AS a council, we face a huge challenge in making over £56m of savings over the next three years. In that same period we will still be spending about £350 million of taxpayers’ money. That is why at cabinet next week I am going to invite my colleagues to support a new Vision for Swindon that will set out four priority themes and 30 pledges that we intend to deliver over the coming years.

The purpose of the vision is to show you how this administration is committed to supporting wealth creation and economic growth, while still ensuring that those in greatest need receive the support they deserve. The Vision incorporates all our key existing strategies and our existing relationships with other private, public, and third sector bodies, and unites them more comprehensively.

It is my aim that by 2030, Swindon will have all of the positive characteristics of a British city with one of the UK’s most successful economies; a low-carbon environment with compelling cultural, retail and leisure opportunities and excellent infrastructure. We will be a model of well-managed housing growth which supports and improves new and existing communities.

Swindon will be physically transformed with existing heritage and landmarks complemented by new ones that people who live, work and visit here would recognise and admire. We will remain, at heart, a place of fairness and opportunity where people can aspire to and achieve prosperity, supported by strong civic and community leadership.

Underpinning the vision are the four priorities, which are the broad themes that summarise where the council will be focusing its attention.

The third element that will make the vision and the priorities a reality will be the accompanying pledges. These pledges will allow you to hold this council to account and measure our progress towards achieving our goals.

Most importantly, we will use this vision to build on existing partnerships to make it happen, as the council cannot do all this alone.

I recognise this is a bold Vision with challenging priorities and pledges, and there won’t be a shortage of cynics who will say none of this is achievable. If I hear this, I merely will suffer a sense of déjà vu – exactly the same comments were made about the 50 promises that we completed five years ago.

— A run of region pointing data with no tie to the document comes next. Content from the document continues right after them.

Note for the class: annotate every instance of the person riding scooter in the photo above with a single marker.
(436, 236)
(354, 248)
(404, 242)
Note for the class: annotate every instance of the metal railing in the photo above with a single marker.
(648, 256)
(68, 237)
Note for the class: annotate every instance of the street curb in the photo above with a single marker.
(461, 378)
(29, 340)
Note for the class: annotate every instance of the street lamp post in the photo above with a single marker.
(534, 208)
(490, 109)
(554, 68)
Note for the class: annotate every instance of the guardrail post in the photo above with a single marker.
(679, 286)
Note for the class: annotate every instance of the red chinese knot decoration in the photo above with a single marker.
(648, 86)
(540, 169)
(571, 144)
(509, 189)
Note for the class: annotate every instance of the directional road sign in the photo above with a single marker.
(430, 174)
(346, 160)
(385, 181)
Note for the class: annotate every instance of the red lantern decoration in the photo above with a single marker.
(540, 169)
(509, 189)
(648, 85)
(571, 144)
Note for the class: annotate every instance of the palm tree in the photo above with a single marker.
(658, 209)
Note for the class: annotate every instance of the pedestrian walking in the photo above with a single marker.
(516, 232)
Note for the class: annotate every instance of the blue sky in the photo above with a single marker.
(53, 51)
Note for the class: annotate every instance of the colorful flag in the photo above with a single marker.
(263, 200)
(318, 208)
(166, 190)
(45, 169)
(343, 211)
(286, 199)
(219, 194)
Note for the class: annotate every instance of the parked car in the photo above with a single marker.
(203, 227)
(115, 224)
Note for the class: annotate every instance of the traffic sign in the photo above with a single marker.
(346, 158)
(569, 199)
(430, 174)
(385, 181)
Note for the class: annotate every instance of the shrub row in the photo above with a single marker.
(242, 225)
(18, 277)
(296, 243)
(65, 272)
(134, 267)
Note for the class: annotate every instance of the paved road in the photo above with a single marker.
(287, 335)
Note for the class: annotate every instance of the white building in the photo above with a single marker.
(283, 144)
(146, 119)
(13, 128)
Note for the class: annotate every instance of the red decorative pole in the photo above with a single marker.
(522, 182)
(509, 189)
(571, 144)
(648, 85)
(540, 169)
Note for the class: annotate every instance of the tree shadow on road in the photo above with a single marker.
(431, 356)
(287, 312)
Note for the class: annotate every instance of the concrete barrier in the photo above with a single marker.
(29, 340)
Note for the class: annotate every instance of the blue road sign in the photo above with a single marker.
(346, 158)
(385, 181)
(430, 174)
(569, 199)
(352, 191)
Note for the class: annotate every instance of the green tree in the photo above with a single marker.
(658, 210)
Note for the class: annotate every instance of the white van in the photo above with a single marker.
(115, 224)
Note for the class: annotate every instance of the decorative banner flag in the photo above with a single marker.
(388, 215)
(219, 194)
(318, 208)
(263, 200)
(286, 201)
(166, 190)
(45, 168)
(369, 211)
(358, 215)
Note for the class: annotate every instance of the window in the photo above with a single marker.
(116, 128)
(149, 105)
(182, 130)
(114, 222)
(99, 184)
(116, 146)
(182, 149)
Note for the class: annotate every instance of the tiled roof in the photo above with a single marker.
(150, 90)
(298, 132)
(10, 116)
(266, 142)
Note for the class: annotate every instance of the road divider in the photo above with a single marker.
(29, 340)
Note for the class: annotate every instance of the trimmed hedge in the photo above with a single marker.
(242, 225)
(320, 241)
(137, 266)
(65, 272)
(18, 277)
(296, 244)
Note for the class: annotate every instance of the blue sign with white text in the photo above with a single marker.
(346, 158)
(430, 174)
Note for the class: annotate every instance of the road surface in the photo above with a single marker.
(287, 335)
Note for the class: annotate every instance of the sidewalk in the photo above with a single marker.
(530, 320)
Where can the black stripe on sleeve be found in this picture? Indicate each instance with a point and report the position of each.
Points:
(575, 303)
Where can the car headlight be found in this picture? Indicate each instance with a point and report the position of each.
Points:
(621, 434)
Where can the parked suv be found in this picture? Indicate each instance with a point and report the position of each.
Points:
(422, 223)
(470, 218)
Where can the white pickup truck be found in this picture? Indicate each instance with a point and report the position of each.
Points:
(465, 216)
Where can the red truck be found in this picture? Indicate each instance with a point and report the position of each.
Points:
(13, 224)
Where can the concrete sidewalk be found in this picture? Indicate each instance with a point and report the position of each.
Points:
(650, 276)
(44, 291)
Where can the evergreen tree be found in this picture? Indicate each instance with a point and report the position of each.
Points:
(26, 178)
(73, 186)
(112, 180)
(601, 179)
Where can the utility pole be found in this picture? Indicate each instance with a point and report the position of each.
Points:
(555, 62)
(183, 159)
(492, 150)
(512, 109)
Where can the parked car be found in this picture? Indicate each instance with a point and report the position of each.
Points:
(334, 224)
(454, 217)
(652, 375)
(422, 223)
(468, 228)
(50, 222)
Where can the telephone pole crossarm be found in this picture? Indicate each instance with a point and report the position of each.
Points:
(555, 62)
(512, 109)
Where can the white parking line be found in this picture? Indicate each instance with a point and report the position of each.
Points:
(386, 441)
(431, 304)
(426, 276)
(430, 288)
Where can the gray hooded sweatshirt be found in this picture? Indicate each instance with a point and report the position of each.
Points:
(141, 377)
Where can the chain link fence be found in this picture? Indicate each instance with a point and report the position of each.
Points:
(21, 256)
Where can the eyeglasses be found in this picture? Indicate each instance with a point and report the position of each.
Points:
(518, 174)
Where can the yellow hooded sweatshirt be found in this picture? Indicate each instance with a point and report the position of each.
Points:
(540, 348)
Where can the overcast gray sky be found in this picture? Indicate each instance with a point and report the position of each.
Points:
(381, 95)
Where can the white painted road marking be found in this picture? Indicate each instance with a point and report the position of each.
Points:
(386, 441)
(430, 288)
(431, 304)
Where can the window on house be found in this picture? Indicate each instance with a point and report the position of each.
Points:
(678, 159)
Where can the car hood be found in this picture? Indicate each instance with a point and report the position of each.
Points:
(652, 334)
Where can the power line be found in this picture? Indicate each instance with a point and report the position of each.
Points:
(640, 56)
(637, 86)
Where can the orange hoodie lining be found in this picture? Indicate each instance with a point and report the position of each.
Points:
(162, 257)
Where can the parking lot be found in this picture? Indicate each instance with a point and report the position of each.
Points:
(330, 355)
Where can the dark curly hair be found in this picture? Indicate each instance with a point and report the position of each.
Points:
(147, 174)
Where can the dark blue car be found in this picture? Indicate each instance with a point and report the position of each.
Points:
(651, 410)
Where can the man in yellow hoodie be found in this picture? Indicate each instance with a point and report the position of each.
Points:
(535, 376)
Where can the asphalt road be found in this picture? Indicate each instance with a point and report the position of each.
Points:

The vision, priorities and pledges cannot encompass the huge range of services that the council provides or commissions. Quite literally, we look after citizens from birth to death through our register office and crematorium and cemeteries. I can assure you that our statutory roles will not be adversely affected in any way by this vision. We will still look after the vulnerable elderly, those with learning difficulties, safeguard children and provide other essential services.